Friday, March 30, 2018

South Australia medical equipment to save PNG lives

By Benjamin Weir, armidaleexpress.com.au
March 30, 2018

Life-saving medical equipment from the old Royal Adelaide Hospital will soon be on its way to earthquake-ravaged Papua New Guinea.
Medical equipment from the old Royal Adelaide Hospital will be donated to earthquake-hit PNG.

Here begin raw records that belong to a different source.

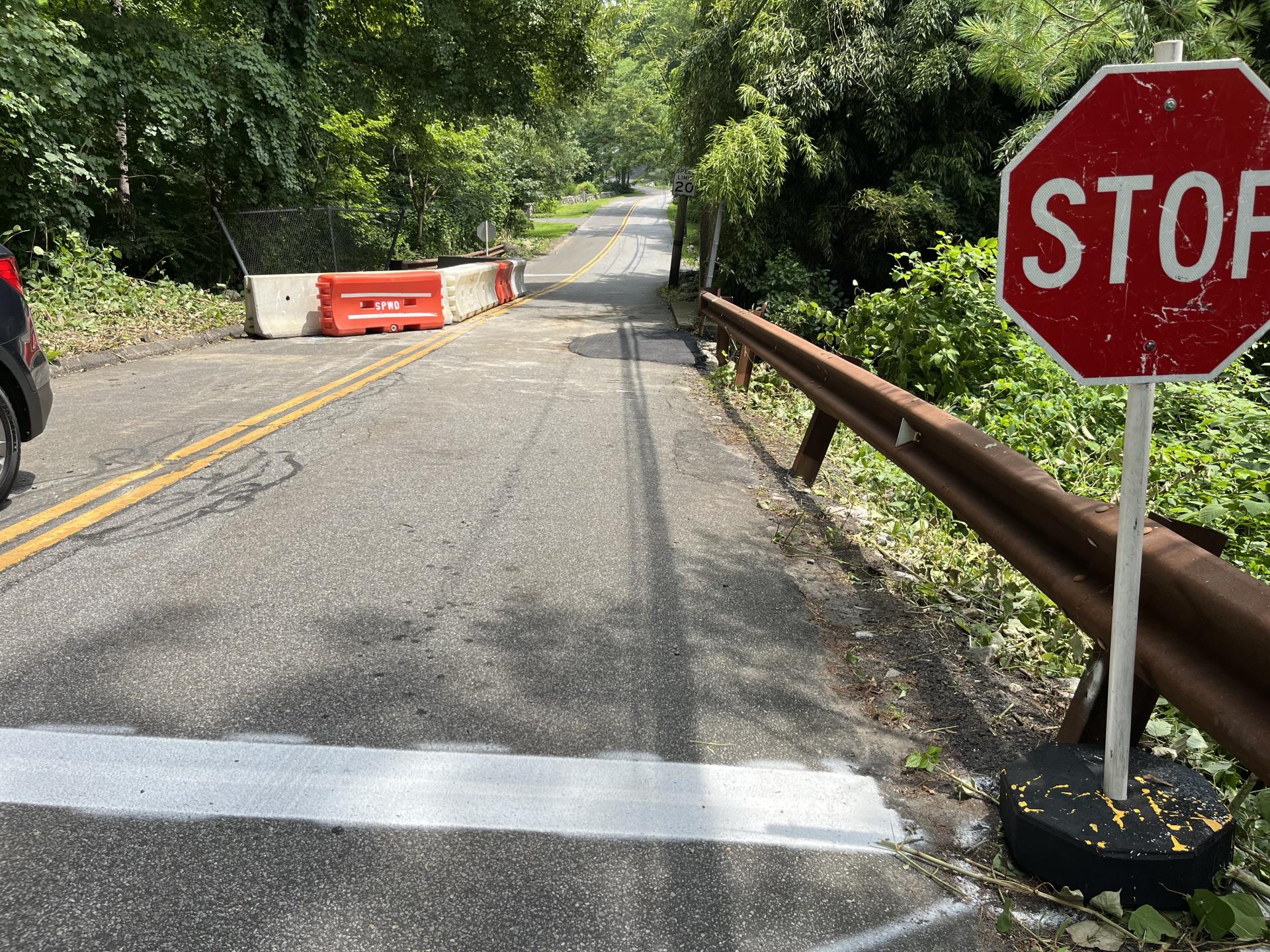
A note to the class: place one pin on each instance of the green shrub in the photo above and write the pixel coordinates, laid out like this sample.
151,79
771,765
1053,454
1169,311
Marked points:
939,332
83,302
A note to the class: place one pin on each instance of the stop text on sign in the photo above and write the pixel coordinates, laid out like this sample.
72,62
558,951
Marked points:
1201,248
1134,230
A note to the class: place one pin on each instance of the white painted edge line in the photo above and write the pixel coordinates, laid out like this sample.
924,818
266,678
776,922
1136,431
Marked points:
114,775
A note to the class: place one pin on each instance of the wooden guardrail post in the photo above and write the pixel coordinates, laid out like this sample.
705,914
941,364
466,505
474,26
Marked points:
723,343
816,444
745,367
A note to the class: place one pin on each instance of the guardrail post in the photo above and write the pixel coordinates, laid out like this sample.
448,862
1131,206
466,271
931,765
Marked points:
1085,721
745,366
723,343
816,444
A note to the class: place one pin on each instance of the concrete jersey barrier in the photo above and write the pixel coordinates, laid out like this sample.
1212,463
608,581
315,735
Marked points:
287,306
468,290
282,306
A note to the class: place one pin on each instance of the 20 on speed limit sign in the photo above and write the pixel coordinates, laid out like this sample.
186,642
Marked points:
1136,227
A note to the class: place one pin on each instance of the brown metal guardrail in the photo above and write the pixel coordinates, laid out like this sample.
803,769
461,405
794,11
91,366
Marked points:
1203,626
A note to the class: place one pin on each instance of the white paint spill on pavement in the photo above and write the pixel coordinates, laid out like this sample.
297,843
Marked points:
880,936
601,797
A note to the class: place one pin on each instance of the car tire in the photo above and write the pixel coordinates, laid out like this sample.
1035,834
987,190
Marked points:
11,446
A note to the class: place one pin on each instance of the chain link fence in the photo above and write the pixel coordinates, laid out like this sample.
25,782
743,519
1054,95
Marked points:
313,240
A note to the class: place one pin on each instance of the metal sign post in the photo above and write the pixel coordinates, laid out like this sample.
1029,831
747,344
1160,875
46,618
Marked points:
1134,474
1132,249
683,188
486,233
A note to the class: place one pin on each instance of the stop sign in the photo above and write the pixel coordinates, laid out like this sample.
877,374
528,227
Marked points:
1136,227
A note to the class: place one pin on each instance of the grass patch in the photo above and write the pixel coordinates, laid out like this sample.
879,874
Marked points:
81,303
691,234
581,208
540,238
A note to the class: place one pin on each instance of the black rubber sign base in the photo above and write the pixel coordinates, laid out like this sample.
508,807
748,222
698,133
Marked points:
1167,840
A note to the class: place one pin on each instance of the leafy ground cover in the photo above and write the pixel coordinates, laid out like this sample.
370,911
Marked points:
691,234
81,302
939,333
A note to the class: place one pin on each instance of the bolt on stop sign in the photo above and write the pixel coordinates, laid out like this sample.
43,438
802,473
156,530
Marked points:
1136,227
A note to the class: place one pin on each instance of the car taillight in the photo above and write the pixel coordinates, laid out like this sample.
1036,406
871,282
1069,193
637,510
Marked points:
30,344
9,272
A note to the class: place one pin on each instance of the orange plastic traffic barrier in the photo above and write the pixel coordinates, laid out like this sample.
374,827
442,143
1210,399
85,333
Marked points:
503,282
357,302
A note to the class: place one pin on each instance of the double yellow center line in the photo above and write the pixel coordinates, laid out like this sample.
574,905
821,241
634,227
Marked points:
220,444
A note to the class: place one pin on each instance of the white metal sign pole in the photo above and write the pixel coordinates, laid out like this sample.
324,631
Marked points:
1128,560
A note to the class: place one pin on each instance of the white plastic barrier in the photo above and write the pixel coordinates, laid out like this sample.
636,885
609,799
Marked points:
469,290
517,277
282,306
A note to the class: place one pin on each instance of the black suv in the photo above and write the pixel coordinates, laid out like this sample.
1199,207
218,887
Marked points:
26,395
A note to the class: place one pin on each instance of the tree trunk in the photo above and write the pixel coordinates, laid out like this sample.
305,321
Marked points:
121,135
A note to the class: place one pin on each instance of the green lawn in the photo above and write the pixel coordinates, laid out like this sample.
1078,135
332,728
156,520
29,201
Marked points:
577,211
540,238
550,230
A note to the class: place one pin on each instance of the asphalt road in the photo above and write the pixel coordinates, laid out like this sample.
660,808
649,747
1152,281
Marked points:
492,651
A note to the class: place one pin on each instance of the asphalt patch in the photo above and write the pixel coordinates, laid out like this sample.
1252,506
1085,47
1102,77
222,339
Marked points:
640,344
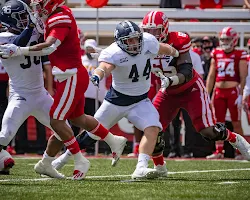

Shila Yukuli Paia from Flinders University has been leading the effort to collate and identify where the equipment will be most critically needed.
"I know that every item we send to PNG is going to be of great value, it is going to help save lives," she said.
One of the items, Ms Paia is most pleased about donating is a surgical microscope, which will go to the country's only cancer treatment centre.
But the PhD student said even simple items taken for granted in the developed world would be useful.
"Things like syringes are going to make a lot of difference because it means a mother can take her child to a clinic for immunisation," she said.
The country's already under-resourced highland regions were hit by a 7.5-magnitude quake in late February, killing more than 100 people.
"Access to services isn't there, basic primary health care isn't there, women are dying giving birth and children are dying," Ms Paia said.
The PNG donation is around one of 30 different countries including Tanzania, Timor Leste and Nepal that will benefit from equipment from the old RAH.
The hospital closed its doors in September 2017 after the opening of a new $2.3 billion facility on the outskirts of Adelaide's CBD.